Personal insurance fraud jobs typically include positions such as private investigators, claims adjusters, and insurance investigators. Each of these fraud-related positions focus on insurance claims filed by individuals. Governments may also hire insurance fraud specialists to handle claims made by people or businesses that are covered by governmental policies. For instance, a person in the United States who is covered by Medicaid may have their medical claims reviewed by a government insurance investigator.
These insurance investigators will often gather information through activity checks, claimant surveillance, and fact-checking of the claim information. Fraud investigators tend to work in the field more often than in an office, which means extensive travel may be necessary at times. Once the information about the claimant, or the claim, is collected, the investigator usually files a report, and the claim will either be approved or denied based upon the investigation results. If a false claim has already been paid, the insured person may face legal ramifications.
Commercial insurance fraud jobs are often similar, and involve work that is very much the same as, personal cases. Business and accounting knowledge may be required, however, to calculate the net loss of income a business has suffered and the effect of any damage on future business profits.
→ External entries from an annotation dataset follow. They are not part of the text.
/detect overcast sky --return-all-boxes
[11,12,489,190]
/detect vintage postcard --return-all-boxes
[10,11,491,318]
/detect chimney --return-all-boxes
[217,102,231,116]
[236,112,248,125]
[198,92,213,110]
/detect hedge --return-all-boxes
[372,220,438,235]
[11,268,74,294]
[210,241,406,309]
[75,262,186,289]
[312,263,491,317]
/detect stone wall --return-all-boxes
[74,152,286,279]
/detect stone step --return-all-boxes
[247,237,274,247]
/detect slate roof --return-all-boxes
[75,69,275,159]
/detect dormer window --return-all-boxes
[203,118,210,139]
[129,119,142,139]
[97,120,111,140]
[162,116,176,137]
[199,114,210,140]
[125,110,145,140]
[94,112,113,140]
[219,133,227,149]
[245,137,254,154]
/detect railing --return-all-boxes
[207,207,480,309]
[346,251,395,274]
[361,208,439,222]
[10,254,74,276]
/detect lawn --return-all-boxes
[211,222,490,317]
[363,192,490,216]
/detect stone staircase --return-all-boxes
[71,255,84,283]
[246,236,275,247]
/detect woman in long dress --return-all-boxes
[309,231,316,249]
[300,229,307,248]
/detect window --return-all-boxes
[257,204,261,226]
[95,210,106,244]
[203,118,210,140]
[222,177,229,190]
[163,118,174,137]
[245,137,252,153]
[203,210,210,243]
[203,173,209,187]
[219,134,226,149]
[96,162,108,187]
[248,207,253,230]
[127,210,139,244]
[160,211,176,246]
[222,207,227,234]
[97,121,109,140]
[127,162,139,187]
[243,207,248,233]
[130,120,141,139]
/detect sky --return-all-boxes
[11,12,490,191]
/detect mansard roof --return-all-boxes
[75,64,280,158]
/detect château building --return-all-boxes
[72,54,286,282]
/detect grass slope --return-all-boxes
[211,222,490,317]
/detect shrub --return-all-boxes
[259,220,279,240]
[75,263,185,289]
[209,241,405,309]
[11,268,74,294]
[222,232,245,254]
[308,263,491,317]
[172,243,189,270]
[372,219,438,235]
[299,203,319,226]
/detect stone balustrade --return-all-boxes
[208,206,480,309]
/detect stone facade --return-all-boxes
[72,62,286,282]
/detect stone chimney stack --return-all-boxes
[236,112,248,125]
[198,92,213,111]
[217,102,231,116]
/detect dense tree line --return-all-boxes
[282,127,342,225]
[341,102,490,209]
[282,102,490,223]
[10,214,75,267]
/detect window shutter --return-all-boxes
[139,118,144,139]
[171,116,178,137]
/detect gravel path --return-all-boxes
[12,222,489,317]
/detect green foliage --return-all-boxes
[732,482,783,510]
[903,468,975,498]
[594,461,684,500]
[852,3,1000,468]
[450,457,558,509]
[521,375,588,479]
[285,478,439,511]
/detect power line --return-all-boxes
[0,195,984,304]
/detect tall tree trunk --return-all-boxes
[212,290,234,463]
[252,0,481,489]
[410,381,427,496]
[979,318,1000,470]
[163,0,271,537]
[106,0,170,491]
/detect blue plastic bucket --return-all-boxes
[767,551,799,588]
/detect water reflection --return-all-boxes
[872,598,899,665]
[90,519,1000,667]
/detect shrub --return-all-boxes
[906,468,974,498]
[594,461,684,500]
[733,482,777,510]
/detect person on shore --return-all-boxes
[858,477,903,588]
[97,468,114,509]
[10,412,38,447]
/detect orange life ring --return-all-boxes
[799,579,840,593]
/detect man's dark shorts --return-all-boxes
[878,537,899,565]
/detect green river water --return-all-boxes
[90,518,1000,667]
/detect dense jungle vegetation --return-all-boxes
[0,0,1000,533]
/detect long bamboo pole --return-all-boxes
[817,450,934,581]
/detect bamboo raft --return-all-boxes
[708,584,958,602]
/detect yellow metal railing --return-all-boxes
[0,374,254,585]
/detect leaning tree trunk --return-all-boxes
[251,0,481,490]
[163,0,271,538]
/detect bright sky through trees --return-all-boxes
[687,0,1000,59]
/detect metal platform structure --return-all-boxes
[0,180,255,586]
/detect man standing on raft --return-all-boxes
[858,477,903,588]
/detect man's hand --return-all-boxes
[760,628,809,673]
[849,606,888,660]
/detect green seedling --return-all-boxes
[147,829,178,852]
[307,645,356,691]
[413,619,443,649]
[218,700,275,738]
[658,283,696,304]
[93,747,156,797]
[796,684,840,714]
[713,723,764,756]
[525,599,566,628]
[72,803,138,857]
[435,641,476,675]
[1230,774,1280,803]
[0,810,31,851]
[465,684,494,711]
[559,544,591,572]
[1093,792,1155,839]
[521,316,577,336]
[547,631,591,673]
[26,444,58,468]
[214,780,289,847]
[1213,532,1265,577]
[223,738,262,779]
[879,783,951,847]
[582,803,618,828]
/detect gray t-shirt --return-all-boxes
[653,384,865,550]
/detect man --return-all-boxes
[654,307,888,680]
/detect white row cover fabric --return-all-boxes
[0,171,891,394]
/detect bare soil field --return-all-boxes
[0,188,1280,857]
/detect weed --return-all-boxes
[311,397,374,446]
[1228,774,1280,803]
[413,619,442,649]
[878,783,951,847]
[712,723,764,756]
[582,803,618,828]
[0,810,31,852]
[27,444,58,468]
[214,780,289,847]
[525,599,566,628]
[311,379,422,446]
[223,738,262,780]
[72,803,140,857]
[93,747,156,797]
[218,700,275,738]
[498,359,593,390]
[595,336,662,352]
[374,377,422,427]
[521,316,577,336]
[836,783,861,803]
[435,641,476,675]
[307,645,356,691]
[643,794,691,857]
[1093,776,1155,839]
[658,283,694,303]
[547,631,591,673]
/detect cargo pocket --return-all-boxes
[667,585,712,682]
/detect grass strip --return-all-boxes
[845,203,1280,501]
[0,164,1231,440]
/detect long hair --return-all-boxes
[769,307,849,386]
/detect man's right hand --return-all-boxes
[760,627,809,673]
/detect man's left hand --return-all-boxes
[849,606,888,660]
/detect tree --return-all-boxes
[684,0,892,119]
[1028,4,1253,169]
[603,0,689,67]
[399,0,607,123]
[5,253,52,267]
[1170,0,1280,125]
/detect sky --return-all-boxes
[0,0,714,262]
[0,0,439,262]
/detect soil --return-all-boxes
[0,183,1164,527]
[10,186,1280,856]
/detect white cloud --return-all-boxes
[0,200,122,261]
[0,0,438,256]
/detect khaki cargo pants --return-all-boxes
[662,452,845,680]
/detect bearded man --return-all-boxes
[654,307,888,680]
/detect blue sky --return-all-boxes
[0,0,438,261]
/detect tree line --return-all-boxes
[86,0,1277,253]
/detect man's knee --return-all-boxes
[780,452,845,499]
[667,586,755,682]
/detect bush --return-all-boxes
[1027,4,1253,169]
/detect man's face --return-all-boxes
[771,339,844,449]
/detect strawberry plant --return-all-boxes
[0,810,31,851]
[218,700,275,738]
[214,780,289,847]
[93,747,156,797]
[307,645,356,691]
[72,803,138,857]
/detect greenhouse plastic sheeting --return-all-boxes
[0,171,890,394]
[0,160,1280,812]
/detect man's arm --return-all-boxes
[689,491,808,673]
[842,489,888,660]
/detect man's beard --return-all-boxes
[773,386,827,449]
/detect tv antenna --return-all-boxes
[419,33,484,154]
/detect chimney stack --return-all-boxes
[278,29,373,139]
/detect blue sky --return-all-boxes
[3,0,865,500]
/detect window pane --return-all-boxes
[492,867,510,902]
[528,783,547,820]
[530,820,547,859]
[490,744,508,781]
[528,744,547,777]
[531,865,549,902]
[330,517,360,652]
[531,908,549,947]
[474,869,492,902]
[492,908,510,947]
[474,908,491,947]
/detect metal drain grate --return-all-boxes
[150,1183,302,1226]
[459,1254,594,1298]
The insurance investigation of a business may also require extensive inventory checks to validate any claims of property loss.
Both personal and commercial insurance investigators must be comfortable with undercover surveillance. Insurance fraud jobs generally require investigators to obtain truthful information about the claimant without their knowledge, which can mean long hours spent watching a person or business. Patience is often an essential requirement.
If the investigation uncovers that a report is a false claim, an insurance lawyer may file suit against the claimant. Many major insurance companies employ a staff of fraud lawyers to handle all court cases. An insurance company may only choose to file a lawsuit if the claimant has received payment as a result of a false claim. If no payment to the insured has been made yet, a false claim is typically denied.